Maarten Luther over de kunst van de dankbaarheid
„Zijn niet de tien [melaatsen] gereinigd geworden, en waar zijn de negen?”
Lukas 17:17
Het is op zichzelf niet genoeg dat we leren om dankbaar te zijn, maar we moeten ook uit Christus’ voorbeeld leren om de ondankbaren te verdragen en alle mensen goed te doen. (…)
Deze kunst zult u van de wereld niet kunnen leren – integendeel! Als men zijn dankbaarheid niet toont, dan is de wereld van mening dat wat zij gedaan heeft, verloren moeite is geweest en dan wil ze voortaan niet meer helpen.
Echter, van onze Vader in de hemel kunnen wij deze kunst wél leren. Hij laat Zijn zon niet alleen schijnen over goede mensen, die Hem daarvoor danken, maar ook over de kwaden die Hem niet danken en bovendien al Zijn gaven misbruiken.
Hij zou dan met recht ook kunnen zeggen: „Ik heb de zon nu zo veel jaren laten schijnen, graan, wijn en allerlei goede dingen gegeven, maar Ik kan er geen dank mee verdienen, daarom wil Ik de zon nu niet meer laten schijnen en de ondankbaren van honger laten sterven.”
Maar onze genadige Vader doet dat niet! „Nee”, zegt Hij, „zo groot kan de ondankbaarheid van de wereld niet zijn dat Ik me daarover kwaad zou maken.
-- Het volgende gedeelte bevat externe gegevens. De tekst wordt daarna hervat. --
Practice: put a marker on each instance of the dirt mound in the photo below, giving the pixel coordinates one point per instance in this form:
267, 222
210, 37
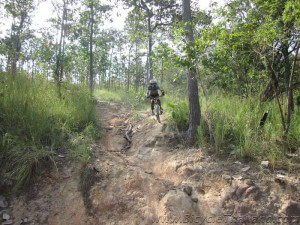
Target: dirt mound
150, 180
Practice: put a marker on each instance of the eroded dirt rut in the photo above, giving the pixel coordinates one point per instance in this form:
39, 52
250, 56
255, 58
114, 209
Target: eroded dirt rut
153, 181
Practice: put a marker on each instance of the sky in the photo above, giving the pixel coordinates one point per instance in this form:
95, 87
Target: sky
45, 11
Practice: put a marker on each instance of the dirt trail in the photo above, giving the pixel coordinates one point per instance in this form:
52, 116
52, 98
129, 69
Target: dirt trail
153, 181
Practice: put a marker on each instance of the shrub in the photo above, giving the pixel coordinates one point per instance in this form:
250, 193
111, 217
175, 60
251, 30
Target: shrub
35, 123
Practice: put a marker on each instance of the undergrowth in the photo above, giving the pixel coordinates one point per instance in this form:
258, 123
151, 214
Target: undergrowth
235, 126
135, 99
36, 124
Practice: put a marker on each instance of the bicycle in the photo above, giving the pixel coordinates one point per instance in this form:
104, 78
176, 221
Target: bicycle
157, 109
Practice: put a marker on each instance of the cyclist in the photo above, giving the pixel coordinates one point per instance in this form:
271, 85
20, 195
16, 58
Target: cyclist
152, 92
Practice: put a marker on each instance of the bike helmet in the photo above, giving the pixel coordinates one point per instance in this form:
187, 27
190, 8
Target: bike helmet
153, 82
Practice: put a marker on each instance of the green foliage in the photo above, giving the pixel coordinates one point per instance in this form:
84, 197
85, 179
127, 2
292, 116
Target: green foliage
35, 123
134, 99
177, 112
235, 124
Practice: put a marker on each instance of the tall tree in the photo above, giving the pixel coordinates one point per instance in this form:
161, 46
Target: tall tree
194, 105
20, 12
91, 80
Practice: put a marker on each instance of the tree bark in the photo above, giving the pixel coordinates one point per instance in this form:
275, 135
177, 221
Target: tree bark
59, 69
91, 83
193, 96
149, 53
290, 105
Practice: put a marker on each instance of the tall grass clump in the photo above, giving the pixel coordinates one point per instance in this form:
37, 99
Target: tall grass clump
235, 126
35, 123
134, 99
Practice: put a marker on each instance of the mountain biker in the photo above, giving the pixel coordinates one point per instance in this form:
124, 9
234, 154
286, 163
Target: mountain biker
152, 92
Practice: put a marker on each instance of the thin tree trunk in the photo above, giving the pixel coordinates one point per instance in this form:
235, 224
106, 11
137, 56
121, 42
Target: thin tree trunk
91, 84
149, 53
128, 70
193, 96
110, 67
290, 97
58, 69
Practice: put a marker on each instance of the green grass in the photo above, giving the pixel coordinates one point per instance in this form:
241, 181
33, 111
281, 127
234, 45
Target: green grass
35, 123
135, 99
235, 125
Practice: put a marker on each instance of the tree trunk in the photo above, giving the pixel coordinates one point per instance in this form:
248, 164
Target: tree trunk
290, 105
58, 69
287, 73
149, 53
194, 105
91, 83
110, 67
128, 70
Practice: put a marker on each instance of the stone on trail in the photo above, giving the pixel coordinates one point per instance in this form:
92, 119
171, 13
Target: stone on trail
226, 177
188, 190
265, 164
3, 202
5, 216
7, 222
246, 169
292, 209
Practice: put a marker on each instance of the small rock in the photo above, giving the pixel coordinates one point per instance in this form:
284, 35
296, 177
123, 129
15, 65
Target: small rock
241, 190
188, 190
293, 209
250, 190
265, 164
238, 163
7, 222
3, 202
5, 216
237, 177
195, 199
245, 169
280, 179
226, 177
148, 172
249, 182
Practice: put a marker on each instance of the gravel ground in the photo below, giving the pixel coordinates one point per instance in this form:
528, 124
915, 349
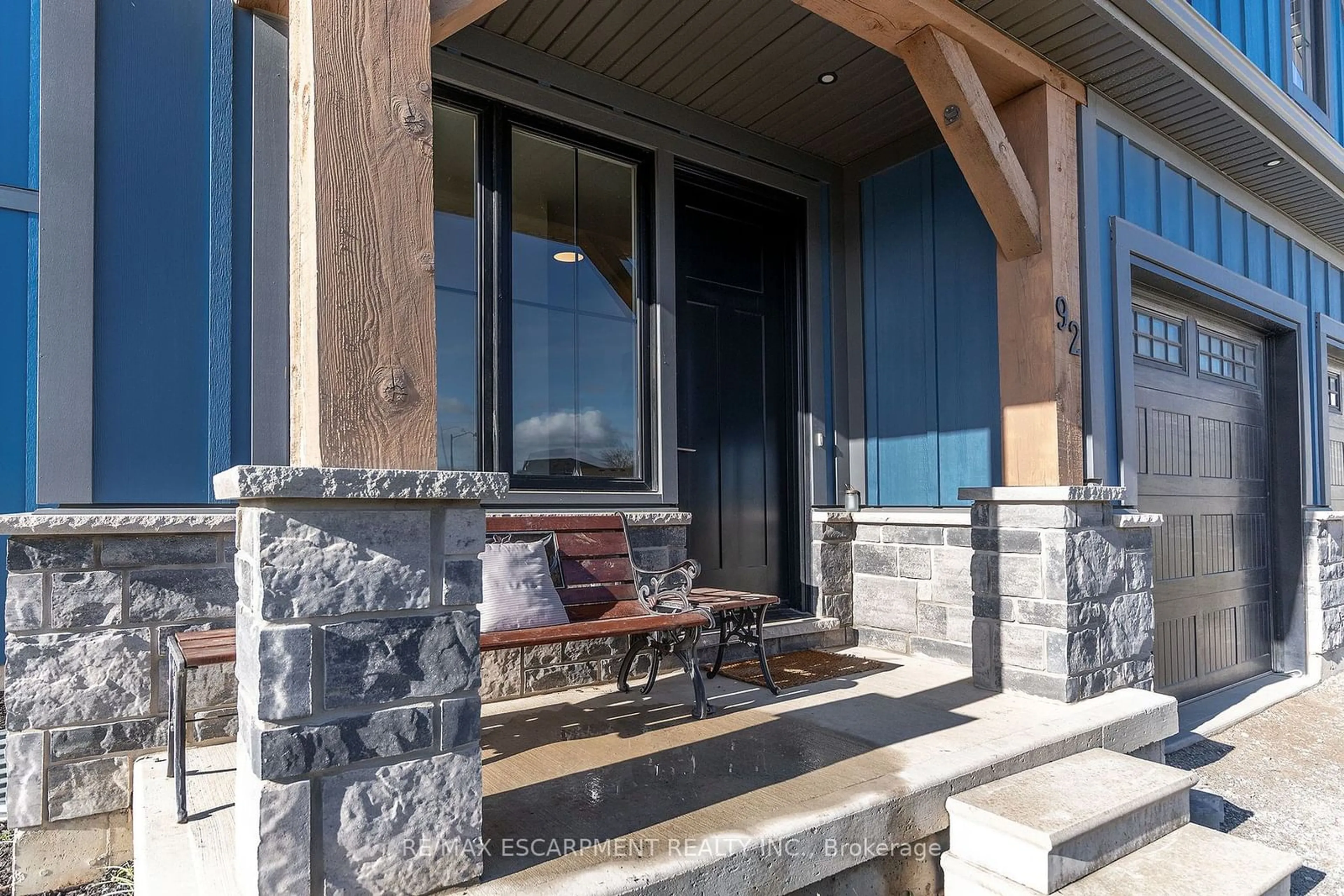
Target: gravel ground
118, 882
1283, 777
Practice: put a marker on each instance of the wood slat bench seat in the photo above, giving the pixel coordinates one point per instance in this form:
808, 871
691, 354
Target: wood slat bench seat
607, 595
190, 651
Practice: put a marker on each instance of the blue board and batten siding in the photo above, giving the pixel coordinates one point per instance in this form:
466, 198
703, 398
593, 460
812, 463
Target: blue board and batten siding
18, 256
1259, 30
164, 336
931, 336
1138, 186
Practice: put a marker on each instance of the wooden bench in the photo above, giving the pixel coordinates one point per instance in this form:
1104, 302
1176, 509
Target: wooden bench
607, 595
190, 651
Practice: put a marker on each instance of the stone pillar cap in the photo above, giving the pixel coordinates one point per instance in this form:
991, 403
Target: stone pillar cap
245, 483
118, 522
1043, 494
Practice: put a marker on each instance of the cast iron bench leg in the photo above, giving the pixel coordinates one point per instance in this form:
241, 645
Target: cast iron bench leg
655, 661
178, 734
685, 651
765, 667
723, 643
623, 678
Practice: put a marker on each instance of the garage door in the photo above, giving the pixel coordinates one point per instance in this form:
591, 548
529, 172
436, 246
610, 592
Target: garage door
1203, 464
1335, 417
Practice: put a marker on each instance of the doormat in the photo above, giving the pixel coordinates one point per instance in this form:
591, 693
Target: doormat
802, 668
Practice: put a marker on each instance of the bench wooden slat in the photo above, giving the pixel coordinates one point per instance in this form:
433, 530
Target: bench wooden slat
597, 594
597, 571
607, 628
592, 544
208, 648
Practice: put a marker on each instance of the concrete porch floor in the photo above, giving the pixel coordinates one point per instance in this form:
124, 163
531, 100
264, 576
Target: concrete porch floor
593, 792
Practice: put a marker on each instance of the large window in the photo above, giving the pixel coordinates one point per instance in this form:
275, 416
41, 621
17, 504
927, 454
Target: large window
542, 285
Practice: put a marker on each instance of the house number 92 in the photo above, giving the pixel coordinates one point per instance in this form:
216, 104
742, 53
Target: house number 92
1068, 324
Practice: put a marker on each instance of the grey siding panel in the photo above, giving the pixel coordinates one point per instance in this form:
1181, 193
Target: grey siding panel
66, 254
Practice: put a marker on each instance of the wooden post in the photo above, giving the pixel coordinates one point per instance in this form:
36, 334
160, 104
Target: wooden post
362, 241
1040, 339
445, 16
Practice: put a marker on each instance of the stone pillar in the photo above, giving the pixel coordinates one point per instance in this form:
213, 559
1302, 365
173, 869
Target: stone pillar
1062, 592
832, 565
1323, 559
359, 763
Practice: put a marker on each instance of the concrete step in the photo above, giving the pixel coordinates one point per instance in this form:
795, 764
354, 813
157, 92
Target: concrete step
1056, 824
195, 859
1189, 862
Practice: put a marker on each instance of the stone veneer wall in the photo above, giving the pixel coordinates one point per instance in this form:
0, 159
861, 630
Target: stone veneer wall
902, 579
92, 600
1064, 595
1323, 554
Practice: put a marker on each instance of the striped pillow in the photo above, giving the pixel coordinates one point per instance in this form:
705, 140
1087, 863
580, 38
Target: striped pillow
518, 592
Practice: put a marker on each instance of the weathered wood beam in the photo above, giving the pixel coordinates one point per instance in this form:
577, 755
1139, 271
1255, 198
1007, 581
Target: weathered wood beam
963, 112
445, 16
279, 8
1040, 330
449, 16
1006, 66
362, 240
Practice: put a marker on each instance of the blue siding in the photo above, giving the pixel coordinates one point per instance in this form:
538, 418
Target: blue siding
14, 368
931, 326
15, 86
1138, 186
152, 262
18, 233
1257, 29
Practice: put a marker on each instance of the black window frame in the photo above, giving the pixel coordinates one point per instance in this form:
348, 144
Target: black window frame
495, 394
1316, 97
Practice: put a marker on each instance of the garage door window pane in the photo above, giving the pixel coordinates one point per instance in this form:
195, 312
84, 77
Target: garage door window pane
1159, 339
1227, 359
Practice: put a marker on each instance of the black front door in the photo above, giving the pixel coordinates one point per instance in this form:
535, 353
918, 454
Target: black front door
736, 352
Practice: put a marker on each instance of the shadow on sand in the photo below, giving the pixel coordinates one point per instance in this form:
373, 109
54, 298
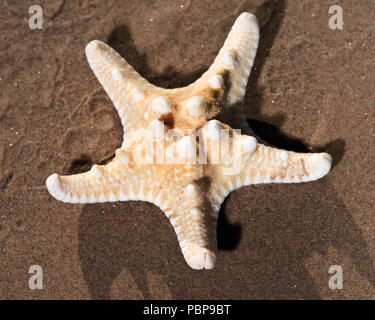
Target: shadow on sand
275, 229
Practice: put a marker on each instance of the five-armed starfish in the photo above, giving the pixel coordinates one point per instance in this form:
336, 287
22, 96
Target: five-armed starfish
189, 192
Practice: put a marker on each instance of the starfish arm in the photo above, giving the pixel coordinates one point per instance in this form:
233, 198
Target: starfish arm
271, 165
125, 86
194, 221
111, 182
236, 58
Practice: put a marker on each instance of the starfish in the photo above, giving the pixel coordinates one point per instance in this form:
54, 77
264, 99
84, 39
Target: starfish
193, 160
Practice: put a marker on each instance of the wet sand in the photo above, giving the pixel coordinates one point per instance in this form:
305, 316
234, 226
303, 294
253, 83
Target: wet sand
312, 89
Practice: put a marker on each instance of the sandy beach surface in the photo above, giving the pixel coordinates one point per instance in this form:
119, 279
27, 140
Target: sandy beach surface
311, 89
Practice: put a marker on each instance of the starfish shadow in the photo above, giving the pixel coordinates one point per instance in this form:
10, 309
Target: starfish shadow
120, 39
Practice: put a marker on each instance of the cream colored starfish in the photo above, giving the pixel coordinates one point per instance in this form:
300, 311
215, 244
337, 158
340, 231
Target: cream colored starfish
186, 173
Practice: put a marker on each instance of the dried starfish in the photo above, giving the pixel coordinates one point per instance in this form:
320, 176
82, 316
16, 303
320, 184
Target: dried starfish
189, 192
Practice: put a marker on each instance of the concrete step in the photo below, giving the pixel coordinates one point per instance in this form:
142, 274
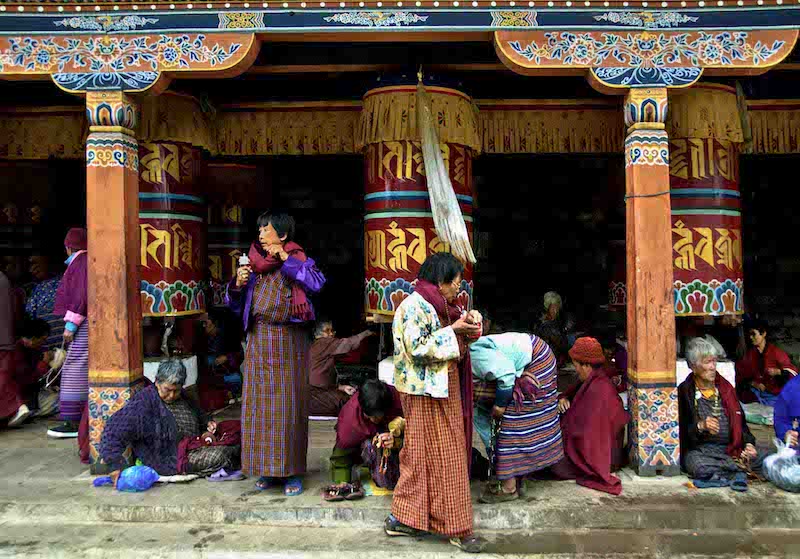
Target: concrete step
171, 540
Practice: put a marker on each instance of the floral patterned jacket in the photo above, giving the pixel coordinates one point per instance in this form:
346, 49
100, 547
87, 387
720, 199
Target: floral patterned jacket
422, 349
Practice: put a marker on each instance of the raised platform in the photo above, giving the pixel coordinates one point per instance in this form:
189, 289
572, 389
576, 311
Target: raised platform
47, 491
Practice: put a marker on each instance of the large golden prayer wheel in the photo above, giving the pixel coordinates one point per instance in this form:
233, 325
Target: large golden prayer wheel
173, 230
705, 134
398, 226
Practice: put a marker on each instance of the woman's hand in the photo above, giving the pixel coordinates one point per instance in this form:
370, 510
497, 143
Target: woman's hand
749, 452
243, 275
709, 425
349, 390
461, 326
277, 250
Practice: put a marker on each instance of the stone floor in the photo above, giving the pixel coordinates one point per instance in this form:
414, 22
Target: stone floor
46, 495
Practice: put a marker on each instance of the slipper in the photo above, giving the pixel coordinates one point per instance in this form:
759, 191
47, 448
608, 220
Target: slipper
333, 493
739, 482
469, 544
223, 475
264, 483
293, 487
354, 491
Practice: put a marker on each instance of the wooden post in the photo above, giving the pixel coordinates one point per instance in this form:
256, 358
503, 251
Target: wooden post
112, 210
652, 396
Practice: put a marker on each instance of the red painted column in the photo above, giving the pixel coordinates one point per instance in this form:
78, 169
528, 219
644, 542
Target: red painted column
652, 395
112, 207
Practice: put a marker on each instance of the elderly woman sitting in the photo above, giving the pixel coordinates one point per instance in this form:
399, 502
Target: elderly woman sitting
717, 448
164, 430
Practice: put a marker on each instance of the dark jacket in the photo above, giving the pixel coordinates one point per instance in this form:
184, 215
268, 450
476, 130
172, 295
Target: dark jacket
691, 437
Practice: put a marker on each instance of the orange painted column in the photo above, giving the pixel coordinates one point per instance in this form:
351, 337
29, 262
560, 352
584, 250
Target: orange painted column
112, 219
652, 395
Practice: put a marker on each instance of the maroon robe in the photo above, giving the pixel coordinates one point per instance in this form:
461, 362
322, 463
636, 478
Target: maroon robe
353, 427
590, 430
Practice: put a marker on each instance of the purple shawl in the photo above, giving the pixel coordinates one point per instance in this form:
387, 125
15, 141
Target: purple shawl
72, 293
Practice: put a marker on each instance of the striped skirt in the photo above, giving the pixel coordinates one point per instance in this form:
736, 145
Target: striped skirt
529, 439
74, 391
275, 405
433, 491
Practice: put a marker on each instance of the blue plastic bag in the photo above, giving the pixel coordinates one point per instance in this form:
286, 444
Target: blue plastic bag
132, 480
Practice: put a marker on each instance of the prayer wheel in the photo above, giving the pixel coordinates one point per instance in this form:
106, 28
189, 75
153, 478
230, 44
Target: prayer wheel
228, 230
617, 290
173, 230
704, 142
398, 226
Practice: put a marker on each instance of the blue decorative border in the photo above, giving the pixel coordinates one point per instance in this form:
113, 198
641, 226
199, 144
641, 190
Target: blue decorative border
455, 19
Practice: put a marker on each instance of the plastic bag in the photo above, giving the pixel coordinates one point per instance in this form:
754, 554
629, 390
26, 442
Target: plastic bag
783, 468
132, 480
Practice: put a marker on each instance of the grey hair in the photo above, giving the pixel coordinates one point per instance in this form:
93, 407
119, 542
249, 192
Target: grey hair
171, 371
320, 326
698, 349
552, 297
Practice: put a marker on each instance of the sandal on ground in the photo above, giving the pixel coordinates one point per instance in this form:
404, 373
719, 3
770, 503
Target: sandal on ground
334, 493
469, 544
293, 487
264, 483
494, 494
223, 475
354, 491
394, 527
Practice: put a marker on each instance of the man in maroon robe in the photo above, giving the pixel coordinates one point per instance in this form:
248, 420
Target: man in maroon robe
327, 396
11, 404
592, 424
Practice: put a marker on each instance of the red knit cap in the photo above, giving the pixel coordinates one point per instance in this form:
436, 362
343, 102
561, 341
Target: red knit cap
76, 239
587, 350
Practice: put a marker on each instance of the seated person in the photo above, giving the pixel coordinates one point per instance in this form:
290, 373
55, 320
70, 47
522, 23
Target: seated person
32, 363
516, 377
328, 398
616, 365
787, 413
592, 423
764, 369
220, 378
716, 444
369, 413
159, 422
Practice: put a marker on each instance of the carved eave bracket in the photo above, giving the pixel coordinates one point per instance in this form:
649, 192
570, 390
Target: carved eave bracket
130, 63
614, 61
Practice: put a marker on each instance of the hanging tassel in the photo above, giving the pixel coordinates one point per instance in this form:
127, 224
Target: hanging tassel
447, 216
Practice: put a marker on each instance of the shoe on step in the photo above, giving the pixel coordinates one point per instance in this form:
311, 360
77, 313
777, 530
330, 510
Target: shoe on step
67, 430
19, 418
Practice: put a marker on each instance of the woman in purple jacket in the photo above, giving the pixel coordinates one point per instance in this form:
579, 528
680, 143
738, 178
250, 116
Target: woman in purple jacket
271, 295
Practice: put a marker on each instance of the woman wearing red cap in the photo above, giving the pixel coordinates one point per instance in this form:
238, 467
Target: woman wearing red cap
592, 423
71, 303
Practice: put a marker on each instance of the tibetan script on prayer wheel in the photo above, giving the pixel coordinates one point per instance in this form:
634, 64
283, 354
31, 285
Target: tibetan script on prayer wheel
399, 229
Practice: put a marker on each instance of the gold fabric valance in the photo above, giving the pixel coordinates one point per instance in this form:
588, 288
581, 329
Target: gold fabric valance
43, 133
298, 131
705, 111
172, 117
390, 114
775, 126
509, 127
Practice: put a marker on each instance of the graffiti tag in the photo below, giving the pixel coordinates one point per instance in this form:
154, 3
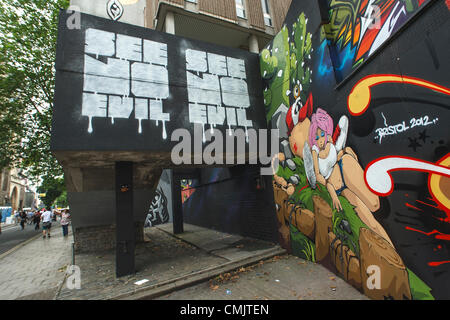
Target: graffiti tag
401, 127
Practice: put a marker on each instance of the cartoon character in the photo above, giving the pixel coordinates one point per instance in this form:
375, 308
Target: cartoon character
158, 212
298, 123
338, 169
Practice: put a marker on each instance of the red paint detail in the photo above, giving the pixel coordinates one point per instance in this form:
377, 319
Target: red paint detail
441, 206
309, 105
400, 169
402, 79
336, 133
299, 191
437, 263
440, 235
305, 111
427, 204
412, 207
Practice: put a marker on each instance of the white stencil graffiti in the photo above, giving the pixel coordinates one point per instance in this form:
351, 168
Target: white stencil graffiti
401, 127
134, 77
217, 90
126, 77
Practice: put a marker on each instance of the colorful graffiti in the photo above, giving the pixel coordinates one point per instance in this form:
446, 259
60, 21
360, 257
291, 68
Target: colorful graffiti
358, 28
332, 193
187, 189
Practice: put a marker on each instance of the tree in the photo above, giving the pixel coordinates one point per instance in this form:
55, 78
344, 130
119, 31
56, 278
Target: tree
28, 32
54, 188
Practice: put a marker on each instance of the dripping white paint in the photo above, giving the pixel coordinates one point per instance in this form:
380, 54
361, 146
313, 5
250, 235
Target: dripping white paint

Wil de wereld niet dankbaar zijn, dan zal Ik toch genadig en barmhartig blijven en de ondankbaren wel op een later tijdstip daarover aanspreken.”
Deze kunst moeten wij ook leren, tenminste als we christenen willen zijn. Dat is immers de natuur van de christelijke liefde: dat zij alles verdraagt en verduurt en zich daarover niet bitter en boos maakt.
Er zijn er echter maar heel weinig die deze liefde hebben. Daaruit volgt dan dat er ook niet veel echte christenen zijn.